Ocorre que tais teses defensivas foram igualmente deduzidas perante o TCE-RS, por ocasião do julgamento das contas de governo em questão, e repelidas pelo órgão competente como justificativas para o descumprimento das disposições da Lei de Responsabilidade Fiscal, consoante transcrevo (ID 8163183, fl. 4):

O Administrador argumentou, em síntese, que a redução dos valores repassados pelo Fundo de Participação dos Municípios – FPM influenciou negativamente nas contas do Município, afirmando, ainda, que situações de anormalidade levaram à decretação de estados de emergência, que demandaram despesas extraordinárias que provocaram desequilíbrio de caixa.

Registra que, além da queda da arrecadação em face das desonerações do IPI, concedidas pelo Governo Federal (R$ 134.820,78), também houve redução no repasse do FPM, no valor estimado de R$ 601.819,13, conforme dados obtidos da FAMURS.

Como bem lançado pela Supervisão e no parecer Ministerial, mesmo se considerássemos os valores alegados como repassados a menor pelo Fundo de Participação dos Municípios — FPM, ainda assim esses não seriam suficientes para dar cobertura aos Restos a Pagar destacados nos subitens 5.1 e 5.2. Da mesma forma, quanto às alegadas situações de emergência, a documentação juntada não comprova que as mesmas teriam gerado as insuficiências financeiras apontadas.

 

Uma vez apreciadas as questões pela Corte de Contas, não cabe à Justiça Eleitoral, em sede de registro de candidatura, realizar um novo julgamento das questões então debatidas na análise das contas de governo em virtude do que dispõe a Súmula n. 41 do Tribunal Superior Eleitoral, in verbis: “não cabe à Justiça Eleitoral decidir sobre o acerto ou desacerto das decisões proferidas por outros Órgãos do Judiciário ou dos Tribunais de Contas que configurem causa de inelegibilidade”.

Nessa linha, constou expresso no acórdão embargado:

Não se trata de nova apreciação das contas do administrador público, já julgadas pelo órgão competente. Cabe, na realidade, à Justiça Eleitoral, a partir dos fundamentos empregados no julgamento das contas, verificar se os atos que levaram à desaprovação configuram irregularidade insanável decorrente de ato doloso de improbidade.
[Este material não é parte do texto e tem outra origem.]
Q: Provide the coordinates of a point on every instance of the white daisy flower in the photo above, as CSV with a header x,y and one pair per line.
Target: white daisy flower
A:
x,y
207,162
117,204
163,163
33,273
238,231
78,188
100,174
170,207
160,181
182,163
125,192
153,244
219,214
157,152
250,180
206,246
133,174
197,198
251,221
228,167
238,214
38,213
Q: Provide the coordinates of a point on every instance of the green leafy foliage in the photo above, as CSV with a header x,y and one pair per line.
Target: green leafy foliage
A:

Em conclusão, os embargos devem ser parcialmente providos para que se integre ao acórdão a fundamentação exposta em relação aos pontos trazidos pelo embargante, sem modificação no conteúdo ou sentido do julgado embargado, mantido em sua totalidade.

Dispositivo

DIANTE DO EXPOSTO, voto pelo conhecimento e parcial acolhimento dos embargos de declaração, para complementar o acórdão nos termos da fundamentação, negando-lhes, entretanto, efeitos infringentes.